Re: [fpc-pascal] FPC Graphics options?

2017-05-20 Thread Ryan Joseph

> On May 21, 2017, at 2:34 AM, Jonas Maebe  wrote:
> The Pascal test program that was benchmarked here contains a number of 
> bugs/wrong translations from the C code (some stem from the original version, 
> another one was added):

Thanks for looking this over. I’m personally a little worried when I see this 
kind of thing because I don’t know the causes and how it affects my code. 
Despite all the noise I think we finally got down to bed rock though. 
Unfortunately as a person who doesn’t understand compilers well all I can 
conclude from this is to avoid floating point math in tight loops. That’s 
probably not accurate enough but that’s the only way I can understand it right 
now.

What I’m hearing is there are some bad C translations and some missing FPC 
features. Not sure what percent is translations and what is FPC but I think 
it’s mainly on the side of the compiler.

> 
> Then, there's one thing that can be done to optimize the Pascal version 
> (after removing the bugs above):
> 1) Compile with SSE3 or higher, in particular because SSE3 can be used to 
> implement trunc() with a single instruction (otherwise we pass via a helper 
> that uses the x87 fpu, which moreover has to reconfigure it to change the 
> rounding more and restore it afterwards).

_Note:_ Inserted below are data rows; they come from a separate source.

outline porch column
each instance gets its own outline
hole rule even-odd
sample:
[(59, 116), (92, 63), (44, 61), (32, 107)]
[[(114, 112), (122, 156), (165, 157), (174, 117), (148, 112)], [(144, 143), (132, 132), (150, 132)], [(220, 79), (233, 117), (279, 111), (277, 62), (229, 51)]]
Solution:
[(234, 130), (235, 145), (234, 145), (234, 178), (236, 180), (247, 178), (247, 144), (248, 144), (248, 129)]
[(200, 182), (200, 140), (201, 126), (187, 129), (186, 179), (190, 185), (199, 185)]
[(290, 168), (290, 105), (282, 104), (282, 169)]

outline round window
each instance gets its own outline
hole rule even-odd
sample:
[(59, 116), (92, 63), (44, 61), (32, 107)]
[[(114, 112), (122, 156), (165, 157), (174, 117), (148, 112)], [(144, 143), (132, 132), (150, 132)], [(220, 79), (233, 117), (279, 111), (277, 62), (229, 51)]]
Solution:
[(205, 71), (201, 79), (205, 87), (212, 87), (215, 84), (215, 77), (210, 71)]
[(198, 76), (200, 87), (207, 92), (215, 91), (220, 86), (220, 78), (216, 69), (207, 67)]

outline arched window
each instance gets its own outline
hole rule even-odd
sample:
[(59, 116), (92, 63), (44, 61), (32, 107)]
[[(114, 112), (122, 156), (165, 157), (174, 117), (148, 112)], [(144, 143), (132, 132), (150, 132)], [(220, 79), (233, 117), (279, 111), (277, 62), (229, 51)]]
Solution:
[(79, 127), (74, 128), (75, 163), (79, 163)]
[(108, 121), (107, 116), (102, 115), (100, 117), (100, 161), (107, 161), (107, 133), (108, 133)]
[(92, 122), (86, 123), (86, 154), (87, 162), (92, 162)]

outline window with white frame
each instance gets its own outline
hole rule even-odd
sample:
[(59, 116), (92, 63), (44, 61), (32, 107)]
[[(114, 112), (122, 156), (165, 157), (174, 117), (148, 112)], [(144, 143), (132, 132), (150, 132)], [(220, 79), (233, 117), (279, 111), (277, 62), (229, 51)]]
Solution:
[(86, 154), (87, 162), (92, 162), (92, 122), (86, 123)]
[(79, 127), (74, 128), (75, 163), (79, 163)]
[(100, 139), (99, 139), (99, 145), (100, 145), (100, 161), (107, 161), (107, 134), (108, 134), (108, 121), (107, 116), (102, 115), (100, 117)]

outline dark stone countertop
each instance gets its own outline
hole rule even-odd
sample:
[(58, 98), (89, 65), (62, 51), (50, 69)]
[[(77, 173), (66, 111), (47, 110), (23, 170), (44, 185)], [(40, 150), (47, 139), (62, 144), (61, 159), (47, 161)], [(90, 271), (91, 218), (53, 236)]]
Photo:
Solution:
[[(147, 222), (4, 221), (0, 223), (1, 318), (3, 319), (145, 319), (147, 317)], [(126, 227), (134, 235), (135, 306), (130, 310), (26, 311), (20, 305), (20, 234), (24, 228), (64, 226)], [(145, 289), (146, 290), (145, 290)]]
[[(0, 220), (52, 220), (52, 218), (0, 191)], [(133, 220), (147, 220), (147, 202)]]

However, there does seem to be a 
> bug in FPC 3.0.2 whereby compiling this program for -O2 -Cfsse3 causes it to 
> crash, because then it loads data from an 8-byte aligned location on the 
> stack. It works fine when compiled with trunk and -O2 -Cfsse3 though (at 
> least for 64 bit).

I just compiled with ppcx64 3.1.1 (from 3.0.2) and went from 8fps to 22fps 
without optimizations and 28fpc with (I got some divide by zero errors but 
that’s just translations). What is that about? What changed?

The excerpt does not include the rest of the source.